Bad. It is a clear and present danger to our national security.


----------



## JohnnyFlotsam (Nov 30, 2010)

You can't make a blanket "good" or "bad" pronouncement like that. Much of the traffic is harmless, but much of it is sensitive and it's exposure will, at best, undo things that are in our national interest. Still other "leaks" desperately needed to be made. Hiding criminal misconduct behind "national security" is shameful and un-American. 
The soldier responsible for this betrayed a trust and should be punished for his crime, but so should every one of the criminals he has exposed.


----------



## Bro. Stewart P.M. (Nov 30, 2010)

So where do you draw the line, National Security? How much is too much & who should be responsible for the information published? In order to protect NS, that means that the government has to govern the information. Wouldn't that defeat the purpose?

The government can't rule the media, it is unconstitutional under freedom of speech.


----------



## JTM (Nov 30, 2010)

Bro. Stewart said:


> So where do you draw the line, National Security? How much is too much & who should be responsible for the information published? In order to protect NS, that means that the government has to govern the information. Wouldn't that defeat the purpose?
> 
> The government can't rule the media, it is unconstitutional under freedom of speech.
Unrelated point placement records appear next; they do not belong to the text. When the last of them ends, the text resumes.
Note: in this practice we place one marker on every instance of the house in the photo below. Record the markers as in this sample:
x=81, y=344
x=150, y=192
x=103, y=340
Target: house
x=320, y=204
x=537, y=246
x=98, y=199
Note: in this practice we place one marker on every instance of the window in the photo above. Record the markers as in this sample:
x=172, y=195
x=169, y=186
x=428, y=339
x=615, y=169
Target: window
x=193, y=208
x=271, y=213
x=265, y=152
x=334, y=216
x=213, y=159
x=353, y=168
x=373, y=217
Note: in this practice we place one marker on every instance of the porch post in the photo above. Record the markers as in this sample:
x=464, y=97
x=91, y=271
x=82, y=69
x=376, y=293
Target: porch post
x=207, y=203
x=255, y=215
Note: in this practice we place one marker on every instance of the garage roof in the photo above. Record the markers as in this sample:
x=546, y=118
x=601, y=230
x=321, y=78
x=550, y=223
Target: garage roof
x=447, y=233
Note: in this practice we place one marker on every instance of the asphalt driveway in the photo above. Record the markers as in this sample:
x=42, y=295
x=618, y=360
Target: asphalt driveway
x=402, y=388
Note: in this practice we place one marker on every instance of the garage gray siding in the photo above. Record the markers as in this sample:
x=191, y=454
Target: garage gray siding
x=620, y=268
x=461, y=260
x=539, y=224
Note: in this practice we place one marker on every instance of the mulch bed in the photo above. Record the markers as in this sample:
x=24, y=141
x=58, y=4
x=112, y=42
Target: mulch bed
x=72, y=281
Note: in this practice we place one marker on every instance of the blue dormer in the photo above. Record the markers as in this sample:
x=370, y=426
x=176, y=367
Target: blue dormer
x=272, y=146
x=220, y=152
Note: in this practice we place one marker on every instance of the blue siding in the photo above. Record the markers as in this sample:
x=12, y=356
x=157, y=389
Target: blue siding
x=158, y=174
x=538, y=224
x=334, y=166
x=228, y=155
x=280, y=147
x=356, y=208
any time you find a piece of information you think is important to share to the world because it violates some rule or right (or international law in this case), it's your right to do so.  i couldn't imagine finding out about some government atrocity and not being able to share it because of "national security."


----------



## Benton (Dec 1, 2010)

Good. Sometimes government needs it dirty laundry to be aired, just like any other institution. No, there is nothing inherently wrong with secrecy, but secrecy can often hide corruption and lack of moral judgment, as I think has so clearly happened in our society at large.


----------



## Blake Bowden (Dec 1, 2010)

Benton said:


> Good. Sometimes government needs it dirty laundry to be aired, just like any other institution. No, there is nothing inherently wrong with secrecy, but secrecy can often hide corruption and lack of moral judgment, as I think has so clearly happened in our society at large.


 
Agreed.


----------



## mark! (Dec 1, 2010)

I think the release is two fold.  It's bad because yes, some relationships have been tensioned because of it, perhaps national security(Probably not near as bad as some say) will be threatened, and other information that shouldn't otherwise be out there will surface.  I do however believe it is a good thing because it lets our "government" know that whatever you do, we're watching.  I was talking with my wife the other day about more and more politicians get on board with this "give the country back to it's people" stance, and making a stand for our constitution.  In due time, there will be plenty of candidates out there that will run for office that hold these values, and we will start getting back on track, becoming the country we once used to be.


----------



## Dave in Waco (Dec 1, 2010)

In this day and time of cutthroat media, I have to say it's bad.  Think about the whole Clinton Sex Scandal.  It was a media blitz that garnered more attention then the conflict in Bosina.  Now think back 30 years before that.  Kennedy had so many mistresses, one would need a program to tell who was who, but there was very little ever published about them until after his death. 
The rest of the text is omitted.